Philip Morris Asia Ltd. (PMA) [corporate website] on Monday initiated legal proceedings [press release] on behalf of its Australian subsidiary Philip Morris Ltd. [corporate website] against the Australian government to block new plain package labeling requirements for tobacco products set to go into effect in December 2012. The company is also seeking compensation for the loss of value of its trademarks and Australian investments. The new labeling requirements were passed by the Australian Senate [JURIST report] last week followed by the passage in the Australian House [press release] on Monday. One hour after the legislation passed, PMA, a Hong Kong based company, filed a Notice of Arbitration under Australia's Bilateral Investment Treaty with Hong Kong [text, PDF] which was signed in 1993. PMA spokesperson Anne Edwards commented on the announcement:
We are left with no option. The Government has passed this legislation despite being unable to demonstrate that it will be effective at reducing smoking and has ignored the widespread concerns raised in Australia and internationally regarding the serious legal issues associated with plain packaging.The new regulations require that cigarettes be sold in generic, olive green packages, without branding or logos. The packages will also have graphic warnings [AUS Health Dept. backgrounder] of the potential health risks of smoking.

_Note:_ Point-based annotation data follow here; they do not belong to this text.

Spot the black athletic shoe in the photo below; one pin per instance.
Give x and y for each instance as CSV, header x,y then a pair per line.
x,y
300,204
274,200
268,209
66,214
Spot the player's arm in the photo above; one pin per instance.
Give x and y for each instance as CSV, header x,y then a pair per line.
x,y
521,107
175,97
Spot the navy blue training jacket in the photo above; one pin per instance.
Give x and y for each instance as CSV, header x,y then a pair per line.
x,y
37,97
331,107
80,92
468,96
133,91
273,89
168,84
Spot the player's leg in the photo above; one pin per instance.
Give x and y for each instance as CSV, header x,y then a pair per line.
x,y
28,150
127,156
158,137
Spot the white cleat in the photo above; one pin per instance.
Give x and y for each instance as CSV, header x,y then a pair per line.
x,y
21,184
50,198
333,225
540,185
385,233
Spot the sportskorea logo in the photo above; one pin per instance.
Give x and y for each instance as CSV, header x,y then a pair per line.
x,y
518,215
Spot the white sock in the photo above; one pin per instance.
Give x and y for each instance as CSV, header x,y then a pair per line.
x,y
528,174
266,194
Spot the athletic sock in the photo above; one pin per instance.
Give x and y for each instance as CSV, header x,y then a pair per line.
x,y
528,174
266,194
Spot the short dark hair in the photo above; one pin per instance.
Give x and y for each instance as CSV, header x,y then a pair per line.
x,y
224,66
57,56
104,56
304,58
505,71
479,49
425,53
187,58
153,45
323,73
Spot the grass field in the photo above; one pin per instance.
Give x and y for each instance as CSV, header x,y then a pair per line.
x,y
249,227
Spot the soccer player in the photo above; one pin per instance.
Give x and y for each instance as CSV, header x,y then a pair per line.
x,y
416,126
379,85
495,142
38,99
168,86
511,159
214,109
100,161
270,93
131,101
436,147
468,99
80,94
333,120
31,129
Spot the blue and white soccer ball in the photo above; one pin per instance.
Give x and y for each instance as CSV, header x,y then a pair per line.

Tobacco packaging is at issue in the US as well. Earlier this month a judge for the US District Court for the District of Columbia [official website] granted a temporary injunction to block the implementation [JURIST report] of new requirements of graphic image and textual warning labels imposed by the Family Smoking Prevention and Tobacco Control Act (FSPTCA) [HR 1256 text]. A group of four tobacco companies had sued the US government [JURIST report] in August claiming that new cigarette labeling regulations [FDA materials] violate their First Amendment [text] rights. In 2009, US President Barack Obama [official website] signed the FSPTCA into law [JURIST report], granting the FDA certain authority to regulate tobacco products. The legislation heightens warning-label requirements, prohibits marketing "light cigarettes" as a healthier alternative and allows for the regulation of cigarette ingredients.